Avoid conflicts - be transparent
Transparency with homeowners about changes in budgeting or HOA fees are important towards retaining and gaining homeowners in the association. It’s also important to solicit regular feedback from community members so they feel heard and so you can be sure that the HOAs actions align with the perceived needs of the community.
It’s vital to keep members up to date on the finances of the HOA. This includes both HOA fees, budgeting changes and costs incurred for improvements and amenities. Plan to send members monthly updates via email, or post updates to the community member portal or social media account. Consider hosting a monthly meet-up where community members can get together and enjoy each other’s company while also being updated on HOA actions and expenditures. This will also help with avoiding the most common HOA/COA problems.

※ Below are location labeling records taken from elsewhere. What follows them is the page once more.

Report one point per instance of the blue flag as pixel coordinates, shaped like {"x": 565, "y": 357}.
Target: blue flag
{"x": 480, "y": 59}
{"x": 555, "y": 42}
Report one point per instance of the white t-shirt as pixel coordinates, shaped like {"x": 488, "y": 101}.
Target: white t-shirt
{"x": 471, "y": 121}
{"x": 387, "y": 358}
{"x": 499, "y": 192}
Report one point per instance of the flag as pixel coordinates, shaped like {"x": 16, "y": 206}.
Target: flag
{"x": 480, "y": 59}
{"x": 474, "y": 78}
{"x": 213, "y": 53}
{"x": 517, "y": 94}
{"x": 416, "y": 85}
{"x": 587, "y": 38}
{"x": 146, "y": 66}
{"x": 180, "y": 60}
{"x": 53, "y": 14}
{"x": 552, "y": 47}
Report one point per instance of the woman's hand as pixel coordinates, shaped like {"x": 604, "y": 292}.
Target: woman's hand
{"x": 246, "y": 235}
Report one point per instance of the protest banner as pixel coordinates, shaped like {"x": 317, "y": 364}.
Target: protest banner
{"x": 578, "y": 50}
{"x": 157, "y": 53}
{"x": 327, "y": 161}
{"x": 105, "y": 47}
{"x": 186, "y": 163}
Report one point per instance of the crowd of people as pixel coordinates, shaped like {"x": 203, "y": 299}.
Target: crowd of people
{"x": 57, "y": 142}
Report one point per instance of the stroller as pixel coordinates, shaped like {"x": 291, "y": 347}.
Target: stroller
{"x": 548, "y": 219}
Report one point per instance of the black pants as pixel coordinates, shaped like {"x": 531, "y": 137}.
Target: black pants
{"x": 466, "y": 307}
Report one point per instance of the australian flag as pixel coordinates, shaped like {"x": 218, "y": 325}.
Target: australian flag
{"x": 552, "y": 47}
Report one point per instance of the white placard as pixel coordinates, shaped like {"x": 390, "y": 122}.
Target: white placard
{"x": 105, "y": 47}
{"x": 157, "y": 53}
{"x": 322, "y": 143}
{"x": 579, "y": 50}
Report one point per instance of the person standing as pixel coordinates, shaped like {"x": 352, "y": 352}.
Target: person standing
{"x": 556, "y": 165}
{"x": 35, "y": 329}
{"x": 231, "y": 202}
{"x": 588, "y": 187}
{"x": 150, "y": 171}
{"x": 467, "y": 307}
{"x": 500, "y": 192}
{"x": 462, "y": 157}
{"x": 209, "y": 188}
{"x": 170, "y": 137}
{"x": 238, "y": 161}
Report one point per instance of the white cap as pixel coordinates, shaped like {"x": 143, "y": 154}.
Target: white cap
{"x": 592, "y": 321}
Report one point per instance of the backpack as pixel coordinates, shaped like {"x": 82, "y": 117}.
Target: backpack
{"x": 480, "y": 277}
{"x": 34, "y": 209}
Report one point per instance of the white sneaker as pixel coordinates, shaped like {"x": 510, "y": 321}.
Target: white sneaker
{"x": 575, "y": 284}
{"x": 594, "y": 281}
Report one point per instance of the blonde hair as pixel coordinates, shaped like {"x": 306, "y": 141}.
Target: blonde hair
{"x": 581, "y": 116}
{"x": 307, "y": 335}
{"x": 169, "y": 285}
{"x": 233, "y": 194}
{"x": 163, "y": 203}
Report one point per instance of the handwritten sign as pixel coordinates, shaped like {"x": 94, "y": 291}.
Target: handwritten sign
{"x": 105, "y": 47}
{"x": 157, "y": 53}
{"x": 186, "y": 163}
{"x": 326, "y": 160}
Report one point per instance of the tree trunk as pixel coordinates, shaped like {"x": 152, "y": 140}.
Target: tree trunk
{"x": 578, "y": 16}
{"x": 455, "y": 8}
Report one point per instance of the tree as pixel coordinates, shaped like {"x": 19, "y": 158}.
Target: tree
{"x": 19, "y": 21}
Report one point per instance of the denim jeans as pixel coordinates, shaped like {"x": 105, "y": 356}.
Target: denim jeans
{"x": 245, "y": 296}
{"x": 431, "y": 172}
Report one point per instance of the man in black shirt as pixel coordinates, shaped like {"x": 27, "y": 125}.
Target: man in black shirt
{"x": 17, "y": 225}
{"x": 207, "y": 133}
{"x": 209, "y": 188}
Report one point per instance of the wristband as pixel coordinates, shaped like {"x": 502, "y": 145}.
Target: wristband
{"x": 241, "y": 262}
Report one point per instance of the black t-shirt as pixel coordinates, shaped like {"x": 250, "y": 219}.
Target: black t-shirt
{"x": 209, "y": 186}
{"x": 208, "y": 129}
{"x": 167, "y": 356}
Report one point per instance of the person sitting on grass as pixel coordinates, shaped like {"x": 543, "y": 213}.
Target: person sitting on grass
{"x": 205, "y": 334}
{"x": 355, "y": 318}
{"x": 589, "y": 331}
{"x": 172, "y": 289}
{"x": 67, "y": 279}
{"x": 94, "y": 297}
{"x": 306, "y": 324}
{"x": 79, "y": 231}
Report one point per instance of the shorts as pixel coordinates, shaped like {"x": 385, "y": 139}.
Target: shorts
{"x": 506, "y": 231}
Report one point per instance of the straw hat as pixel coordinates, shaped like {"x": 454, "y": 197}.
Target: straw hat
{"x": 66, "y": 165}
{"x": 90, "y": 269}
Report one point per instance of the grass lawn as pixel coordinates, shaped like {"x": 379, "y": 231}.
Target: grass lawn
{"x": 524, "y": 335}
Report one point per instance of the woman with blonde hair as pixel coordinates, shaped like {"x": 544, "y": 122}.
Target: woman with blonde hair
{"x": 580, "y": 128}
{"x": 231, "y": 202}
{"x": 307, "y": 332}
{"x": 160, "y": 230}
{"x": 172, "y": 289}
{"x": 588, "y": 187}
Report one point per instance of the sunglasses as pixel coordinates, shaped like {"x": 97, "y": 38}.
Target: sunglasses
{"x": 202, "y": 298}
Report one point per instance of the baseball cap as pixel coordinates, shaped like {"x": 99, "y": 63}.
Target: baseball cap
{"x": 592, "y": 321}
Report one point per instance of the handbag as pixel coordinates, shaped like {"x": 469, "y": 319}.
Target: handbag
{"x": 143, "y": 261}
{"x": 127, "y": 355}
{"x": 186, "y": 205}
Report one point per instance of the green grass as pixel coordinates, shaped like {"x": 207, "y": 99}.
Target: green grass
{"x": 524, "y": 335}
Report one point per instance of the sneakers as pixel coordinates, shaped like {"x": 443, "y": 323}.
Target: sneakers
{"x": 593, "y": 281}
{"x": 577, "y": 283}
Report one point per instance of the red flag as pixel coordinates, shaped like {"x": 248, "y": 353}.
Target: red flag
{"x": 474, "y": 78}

Be mindful that different people prefer different communication channels. Your older residents may prefer in-person contact, while young professionals and busy parents may prefer to get their updates through social media.
How to collect the HOA fees
There are a few ways to go about collecting fees from members who are late payers. In most cases a friendly, casual reminder via email, phone or text will suffice. If the member is not responsive, you can follow up with more formal written notices and assess late fees.
In the worst-case scenario, you may need to follow the legal protocols in your city and state. Those might include denying the member access to amenities and/or obtaining a lien against the homeowners property or pursuing other legal actions.
Insurance Best Practices
When shopping for HOA insurance, and procuring other services for the community, board members must be good stewards of the HOA’s money. This includes obtaining quotes from multiple sources, and looking for the best possible insurance rate for your HOA.
It's important to remember that managing HOA financials and collecting HOA fees are challenging tasks. In many cases, these tasks are being carried out by community volunteers without previous experience or training. Be sure to protect all board members with Directors and Officers (D&O) insurance
If board members do not have D&O insurance, they are at risk of being personally sued for mistakes made while serving as a board member. You do not want to expose your well-meaning neighbors to this scary possibility.
If volunteers know that the HOA provides D&O insurance for its volunteer board members and takes every step to carefully follow fiduciary best practices, they will be much more willing to volunteer their time.